Title: Field measurements and modeling to resolve m2 to km2 CH4 emissions for a complex urban source: An Indiana landfill study

Author
item Cambaliza, Maria - Purdue University
item Bogner, Jean - University Of Illinois
item Green, Roger - Waste Management, Inc
item Shepson, Paul - Purdue University
item Harvey, Tierney - Duke University
item Spokas, Kurt
item Brian, Stirm - Purdue University
item Margaret, Corcoran - University Of Illinois

Submitted to: Elementa: Science of the Anthropocene
Publication Type: Peer Reviewed Journal
Publication Acceptance Date: 5/11/2017
Publication Date: 7/4/2017
Citation: Cambaliza, M.O., Bogner, J., Green, R.B., Shepson, P.B., Harvey, T.A., Spokas, K.A., Brian, S.H., Margaret, C. 2017. Field measurements and modeling to resolve m2 to km2 CH4 emissions for a complex urban source: An Indiana landfill study. Elementa: Science of the Anthropocene. 5:36.

Interpretive Summary: This article describes the recent evaluation of large and small scale emission measurements along with mathematical modeling to describe a methane source area. To accomplish this we compared the results from four field methods, which were aircraft-based mass balance, tracer correlation (plume monitoring), vertical radial plume mapping, and static surface chambers. These results were then compared to that of a theoretical gas transport model (California Landfill Methane Inventory Model, CALMIM 5.4). Through this work, we were able to visualize the heterogeneity of the emission area. The model results compare very favorably with actual site emission measurements. This work demonstrates the need to utilize multiple field measurements and models that account for an entire annual cycle when forecasting GHG emissions from a particular site or operation. These results are significant to farmers and policy makers and will assist scientists and engineers in developing improved models for predicting net greenhouse gas emissions. These types of annual tools will be critical for improving soil carbon management.

Technical Abstract: Large uncertainties for landfill CH4 emissions due to spatial and temporal variabilities remain unresolved by short-term field campaigns and historic GHG inventory models.

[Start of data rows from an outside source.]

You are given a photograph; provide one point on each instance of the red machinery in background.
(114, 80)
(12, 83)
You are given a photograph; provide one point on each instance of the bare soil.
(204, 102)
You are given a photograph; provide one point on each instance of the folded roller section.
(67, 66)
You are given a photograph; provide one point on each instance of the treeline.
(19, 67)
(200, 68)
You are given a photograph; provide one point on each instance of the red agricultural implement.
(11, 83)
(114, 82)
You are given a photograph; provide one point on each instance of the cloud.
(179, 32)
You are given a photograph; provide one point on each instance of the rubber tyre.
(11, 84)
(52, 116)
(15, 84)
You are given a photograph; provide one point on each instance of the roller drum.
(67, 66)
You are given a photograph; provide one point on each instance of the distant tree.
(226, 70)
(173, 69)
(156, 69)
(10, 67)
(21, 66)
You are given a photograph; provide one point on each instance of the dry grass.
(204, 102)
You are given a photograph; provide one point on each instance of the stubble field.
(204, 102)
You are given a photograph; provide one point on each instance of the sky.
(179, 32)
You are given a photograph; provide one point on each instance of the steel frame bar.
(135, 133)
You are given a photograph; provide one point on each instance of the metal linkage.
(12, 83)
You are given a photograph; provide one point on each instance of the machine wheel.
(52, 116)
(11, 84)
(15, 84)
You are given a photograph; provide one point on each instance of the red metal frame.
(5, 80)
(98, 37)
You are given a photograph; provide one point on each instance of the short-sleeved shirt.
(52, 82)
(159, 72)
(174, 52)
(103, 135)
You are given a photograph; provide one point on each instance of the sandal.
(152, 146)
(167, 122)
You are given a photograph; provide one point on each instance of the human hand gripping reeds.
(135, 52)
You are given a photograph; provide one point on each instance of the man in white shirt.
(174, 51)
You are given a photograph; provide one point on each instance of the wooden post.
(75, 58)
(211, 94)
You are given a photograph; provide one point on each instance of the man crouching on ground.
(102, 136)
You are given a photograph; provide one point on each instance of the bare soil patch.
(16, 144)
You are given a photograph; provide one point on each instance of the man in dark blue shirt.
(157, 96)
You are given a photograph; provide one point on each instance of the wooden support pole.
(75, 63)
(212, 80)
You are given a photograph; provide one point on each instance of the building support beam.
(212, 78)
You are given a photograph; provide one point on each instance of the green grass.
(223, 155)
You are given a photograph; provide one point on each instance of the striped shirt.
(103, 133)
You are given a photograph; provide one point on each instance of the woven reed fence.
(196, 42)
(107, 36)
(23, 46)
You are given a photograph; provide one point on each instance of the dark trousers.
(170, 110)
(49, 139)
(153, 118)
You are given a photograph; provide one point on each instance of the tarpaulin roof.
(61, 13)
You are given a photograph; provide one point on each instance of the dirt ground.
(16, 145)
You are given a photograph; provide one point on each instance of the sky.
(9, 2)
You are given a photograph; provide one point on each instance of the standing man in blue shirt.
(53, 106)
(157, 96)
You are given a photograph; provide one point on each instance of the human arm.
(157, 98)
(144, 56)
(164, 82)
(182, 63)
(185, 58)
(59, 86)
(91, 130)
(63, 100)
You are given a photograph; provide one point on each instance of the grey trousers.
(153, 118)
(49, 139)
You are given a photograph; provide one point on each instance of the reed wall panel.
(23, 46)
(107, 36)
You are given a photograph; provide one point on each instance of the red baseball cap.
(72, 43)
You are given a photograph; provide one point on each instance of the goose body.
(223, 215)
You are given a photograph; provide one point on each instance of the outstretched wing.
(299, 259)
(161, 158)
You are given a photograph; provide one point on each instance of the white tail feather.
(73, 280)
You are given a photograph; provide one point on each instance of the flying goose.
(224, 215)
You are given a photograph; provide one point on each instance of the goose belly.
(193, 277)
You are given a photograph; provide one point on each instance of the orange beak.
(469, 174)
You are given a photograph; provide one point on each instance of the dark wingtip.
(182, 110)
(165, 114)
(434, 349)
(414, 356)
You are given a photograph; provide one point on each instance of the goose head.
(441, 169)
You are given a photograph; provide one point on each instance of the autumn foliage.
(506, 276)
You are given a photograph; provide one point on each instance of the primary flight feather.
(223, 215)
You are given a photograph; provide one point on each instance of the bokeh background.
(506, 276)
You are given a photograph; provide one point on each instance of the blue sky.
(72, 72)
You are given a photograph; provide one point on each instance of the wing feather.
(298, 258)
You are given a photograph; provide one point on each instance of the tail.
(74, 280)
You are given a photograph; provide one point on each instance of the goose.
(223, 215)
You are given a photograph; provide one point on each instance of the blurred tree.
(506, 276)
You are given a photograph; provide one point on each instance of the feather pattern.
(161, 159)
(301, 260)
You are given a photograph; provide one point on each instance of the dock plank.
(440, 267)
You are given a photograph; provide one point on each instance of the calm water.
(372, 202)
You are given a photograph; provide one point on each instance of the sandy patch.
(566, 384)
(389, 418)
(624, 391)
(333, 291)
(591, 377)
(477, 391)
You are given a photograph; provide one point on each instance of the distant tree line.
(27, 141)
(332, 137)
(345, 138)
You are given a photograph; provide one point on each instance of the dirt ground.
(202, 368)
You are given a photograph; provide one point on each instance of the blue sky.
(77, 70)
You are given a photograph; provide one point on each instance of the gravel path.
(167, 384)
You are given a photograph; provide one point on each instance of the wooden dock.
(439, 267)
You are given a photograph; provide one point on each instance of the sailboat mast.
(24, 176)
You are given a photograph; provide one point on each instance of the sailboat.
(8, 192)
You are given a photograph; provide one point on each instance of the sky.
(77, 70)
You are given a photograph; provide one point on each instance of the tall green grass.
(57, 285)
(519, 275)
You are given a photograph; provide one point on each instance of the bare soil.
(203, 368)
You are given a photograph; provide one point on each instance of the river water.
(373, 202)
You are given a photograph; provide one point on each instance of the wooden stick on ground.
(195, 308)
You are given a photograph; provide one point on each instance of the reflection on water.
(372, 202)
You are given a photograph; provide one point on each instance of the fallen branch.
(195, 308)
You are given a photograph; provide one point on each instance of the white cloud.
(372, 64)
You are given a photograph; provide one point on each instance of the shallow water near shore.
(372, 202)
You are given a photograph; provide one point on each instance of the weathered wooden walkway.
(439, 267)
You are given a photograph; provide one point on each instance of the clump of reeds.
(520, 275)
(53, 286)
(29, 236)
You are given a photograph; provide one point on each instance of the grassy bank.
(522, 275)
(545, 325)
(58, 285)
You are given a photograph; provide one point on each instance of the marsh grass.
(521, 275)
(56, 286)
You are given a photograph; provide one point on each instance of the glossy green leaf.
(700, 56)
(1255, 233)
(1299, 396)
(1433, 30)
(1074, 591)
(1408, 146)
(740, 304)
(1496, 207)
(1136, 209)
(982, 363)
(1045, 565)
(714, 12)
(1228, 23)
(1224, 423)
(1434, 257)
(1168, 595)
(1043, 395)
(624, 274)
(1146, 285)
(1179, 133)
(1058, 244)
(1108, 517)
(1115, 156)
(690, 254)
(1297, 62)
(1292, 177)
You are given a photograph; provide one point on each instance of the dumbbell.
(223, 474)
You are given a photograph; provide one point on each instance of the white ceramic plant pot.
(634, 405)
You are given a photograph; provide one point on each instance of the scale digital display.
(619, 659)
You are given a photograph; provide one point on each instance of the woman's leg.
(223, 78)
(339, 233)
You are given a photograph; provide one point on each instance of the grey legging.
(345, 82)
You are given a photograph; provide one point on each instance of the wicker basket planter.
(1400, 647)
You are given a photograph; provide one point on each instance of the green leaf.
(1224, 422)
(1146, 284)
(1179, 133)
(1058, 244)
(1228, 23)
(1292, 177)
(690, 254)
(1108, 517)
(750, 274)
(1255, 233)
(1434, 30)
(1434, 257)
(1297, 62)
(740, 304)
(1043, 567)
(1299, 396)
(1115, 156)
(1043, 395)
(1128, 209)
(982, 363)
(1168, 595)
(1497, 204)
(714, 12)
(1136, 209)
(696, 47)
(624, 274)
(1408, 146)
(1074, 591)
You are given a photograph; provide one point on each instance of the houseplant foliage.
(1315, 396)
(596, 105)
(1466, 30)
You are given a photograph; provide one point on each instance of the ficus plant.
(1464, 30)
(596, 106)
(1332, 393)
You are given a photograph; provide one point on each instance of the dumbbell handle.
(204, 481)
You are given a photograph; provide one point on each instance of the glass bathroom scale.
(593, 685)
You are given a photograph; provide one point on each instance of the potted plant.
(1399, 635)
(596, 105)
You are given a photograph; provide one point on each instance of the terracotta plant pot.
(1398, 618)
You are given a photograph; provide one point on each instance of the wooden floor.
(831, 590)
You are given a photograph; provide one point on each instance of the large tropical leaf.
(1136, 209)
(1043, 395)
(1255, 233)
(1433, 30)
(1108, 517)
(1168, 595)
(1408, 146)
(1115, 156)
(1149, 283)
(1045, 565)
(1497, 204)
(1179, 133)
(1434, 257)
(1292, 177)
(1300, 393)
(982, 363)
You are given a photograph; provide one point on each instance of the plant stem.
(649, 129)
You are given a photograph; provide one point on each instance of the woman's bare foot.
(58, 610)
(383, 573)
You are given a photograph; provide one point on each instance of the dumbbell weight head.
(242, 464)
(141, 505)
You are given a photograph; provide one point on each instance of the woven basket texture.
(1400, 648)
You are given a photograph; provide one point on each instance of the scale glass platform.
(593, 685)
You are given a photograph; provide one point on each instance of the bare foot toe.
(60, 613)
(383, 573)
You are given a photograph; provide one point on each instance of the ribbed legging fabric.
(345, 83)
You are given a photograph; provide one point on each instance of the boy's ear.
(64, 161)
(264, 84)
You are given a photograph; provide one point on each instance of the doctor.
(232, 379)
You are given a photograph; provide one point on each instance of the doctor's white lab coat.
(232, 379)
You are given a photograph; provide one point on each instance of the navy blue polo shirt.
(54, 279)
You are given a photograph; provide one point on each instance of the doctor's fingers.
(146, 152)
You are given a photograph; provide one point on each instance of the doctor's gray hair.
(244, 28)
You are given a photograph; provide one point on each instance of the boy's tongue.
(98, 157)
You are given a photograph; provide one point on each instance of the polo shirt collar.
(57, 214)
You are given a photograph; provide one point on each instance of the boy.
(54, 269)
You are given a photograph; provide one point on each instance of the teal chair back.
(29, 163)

Using four field methods (aircraft-based mass balance, tracer correlation, vertical radial plume mapping, and static chambers) and a new field-validated process-based model (California Landfill Methane Inventory Model, CALMIM 5.4), we investigated the total emissions from a central Indiana landfill as well as the partitioned emissions inclusive of methanotrophic oxidation for the various cover soils at the site. We observed close agreement between whole site emissions derived from the tracer correlation (8 to 13 mol s-1) and the aircraft mass balance approaches (7 and 17 mol s-1) and statistically indistinguishable from the modeling result (10 to 15 mol s-1). Our model calculations indicate that the small area for daily operations (daily cover area) overlying older methanogenic waste is the largest contributor to the total site emissions, which must be verified in future studies. This landfill is an upwind source for Indianapolis, USA, so the resolution of m2 to km2 scale emissions as well as understanding the temporal variability, contributes to improved regional inventories relevant for addressing mitigation strategies.